SEPTIÈME
CONSIDÉRATION
DE L'ORAISON MENTALE
ET VOCALE
I - Il ne faut
jamais manquer à l'oraison du matin
C'est ici que vous avez
besoin des grâces de Dieu pour connaître les défauts que vous
commettez en vos prières.
L'oraison est pour
ainsi parler la mamelle de la miséricorde de Dieu. Si vous êtes son
enfant, vous la prendrez tous les matins avec autant d'avidité qu'un
enfant fait celle de sa mère.
Je parle de l'oraison
mentale. Si vos affaires vous, le permettent, vous devez deux fois
le jour offrir ce sacrifice à Dieu, le matin et le soir. Si vous ne
le pouvez pas le soir, du moins n'y manquez jamais le matin.
Comme l'oraison
est la nourriture de l'âme, le démon, qui ne peut emporter une place
de force, tâche de la prendre par famine, lui coupant les vivres, et
l'empêchant d'être secourue. Il vous suscitera des affaires
pressantes et des incommodités notables pour vous la faire quitter ;
du moins il vous persuadera de la remettre à un autre temps. Le
matin est le plus propre
;
si vous obéissez à sa suggestion, vous ne trouverez point le temps
de la faire, et vous serez privé des grâces qui vous étaient
destinées pour ce jour-là.
Êtes-vous fidèle
à rendre ce devoir à Dieu ? N'y manquez-vous jamais ? Voudriez-vous
passer une journée sans manger ? Que vous a fait votre âme pour la
traiter avec plus de dureté et de cruauté que votre corps ? Béni
soit Dieu, dit David, qui n'a point retiré de moi ni ma prière ni sa
miséricorde (Ps. 65, 20). La miséricorde et l'oraison sont deux
choses inséparables; l'une est l'arbre, l'autre le fruit ; l'une la
source, l'autre le ruisseau. Si vous quittez l'oraison, Dieu vous
retirera sa miséricorde. Quoi ? Pensez-vous vivre sans nourriture ?

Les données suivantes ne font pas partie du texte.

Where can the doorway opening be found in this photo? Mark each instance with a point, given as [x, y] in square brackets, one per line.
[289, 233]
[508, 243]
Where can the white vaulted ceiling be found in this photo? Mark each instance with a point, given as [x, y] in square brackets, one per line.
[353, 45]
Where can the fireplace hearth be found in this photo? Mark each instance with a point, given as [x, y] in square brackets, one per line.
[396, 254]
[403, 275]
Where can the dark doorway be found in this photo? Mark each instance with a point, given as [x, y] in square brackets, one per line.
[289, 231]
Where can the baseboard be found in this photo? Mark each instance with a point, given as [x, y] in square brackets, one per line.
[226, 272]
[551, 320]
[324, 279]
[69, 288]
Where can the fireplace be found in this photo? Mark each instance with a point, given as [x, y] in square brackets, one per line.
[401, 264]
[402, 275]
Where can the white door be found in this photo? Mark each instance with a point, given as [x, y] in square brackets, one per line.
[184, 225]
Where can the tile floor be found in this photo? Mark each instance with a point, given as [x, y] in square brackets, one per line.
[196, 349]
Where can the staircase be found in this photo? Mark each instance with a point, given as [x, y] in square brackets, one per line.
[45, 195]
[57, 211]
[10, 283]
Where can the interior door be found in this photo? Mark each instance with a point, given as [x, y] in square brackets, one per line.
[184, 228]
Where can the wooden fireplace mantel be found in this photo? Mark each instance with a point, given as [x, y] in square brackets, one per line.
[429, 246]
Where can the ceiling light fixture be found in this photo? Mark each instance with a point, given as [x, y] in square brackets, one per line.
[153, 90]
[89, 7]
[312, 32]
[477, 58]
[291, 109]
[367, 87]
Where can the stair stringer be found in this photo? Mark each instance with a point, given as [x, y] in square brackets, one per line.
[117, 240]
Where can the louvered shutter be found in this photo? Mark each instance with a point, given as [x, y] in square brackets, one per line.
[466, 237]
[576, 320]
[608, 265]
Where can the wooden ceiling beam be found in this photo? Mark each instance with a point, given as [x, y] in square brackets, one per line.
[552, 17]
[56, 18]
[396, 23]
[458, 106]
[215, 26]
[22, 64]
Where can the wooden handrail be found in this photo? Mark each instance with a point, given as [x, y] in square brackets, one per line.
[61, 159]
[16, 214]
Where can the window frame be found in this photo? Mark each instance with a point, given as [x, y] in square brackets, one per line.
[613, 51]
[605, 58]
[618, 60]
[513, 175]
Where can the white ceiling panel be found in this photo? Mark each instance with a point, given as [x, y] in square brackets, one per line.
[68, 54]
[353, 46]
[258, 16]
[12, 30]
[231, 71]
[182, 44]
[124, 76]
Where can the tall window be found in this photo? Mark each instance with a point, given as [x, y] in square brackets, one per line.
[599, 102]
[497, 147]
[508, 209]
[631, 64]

Combattre sans armes ? Voler sans ailes ? Travailler sans forces ?
Hé, d'où tirerez-vous tout cela, si ce n'est de l'oraison ?
Quelle
bénédiction devez-vous attendre de Dieu le jour que vous aurez
manqué à le prier ? Il ne faut qu'une infidélité de la sorte pour
ruiner votre fortune, et pour vous empêcher d'entrer dans la salle
des noces
où l'Époux vous attendait.
II - Méthode
d'oraison
La manière de faire,
oraison doit être simple, fidèle, humble, respectueuse, sans lâcheté
et sans contention d'esprit. Cette science ne s'apprend pas tant par
l'étude que par l'expérience. Les âmes innocentes doivent aller à
Dieu d'une manière innocente, et pour ainsi parler enfantine sans
façon, sans cérémonie, et comme de petits enfants au sein de leur
nourrice. Ceux qui ont l'esprit préoccupé des fausses maximes du
monde se doivent désabuser par le discours et par le raisonnement
fondé sur les vérités de l'Évangile Mais ceux qui sont persuadés des
maximes de notre religion doivent plus donner à l'affection qu'à la
considération ; ils doivent demander, désirer, appeler, chercher, et
soupirer incessamment, jusqu'à ce qu'ils aient trouvé la source
d'eau vive pour se désaltérer, et que l'Esprit leur dise : C'est
assez travailler, il est temps désormais de vous reposer.
III - Préparation
Lisez le soir avant de
que vous coucher le sujet de votre oraison. Relisez-le, s'il est
nécessaire, encore le matin à votre lever. Entrez dans le sanctuaire
de la grâce avec une profonde humilité, une intention pure, un désir
ardent et sincère d'honorer Dieu et de faire sa volonté.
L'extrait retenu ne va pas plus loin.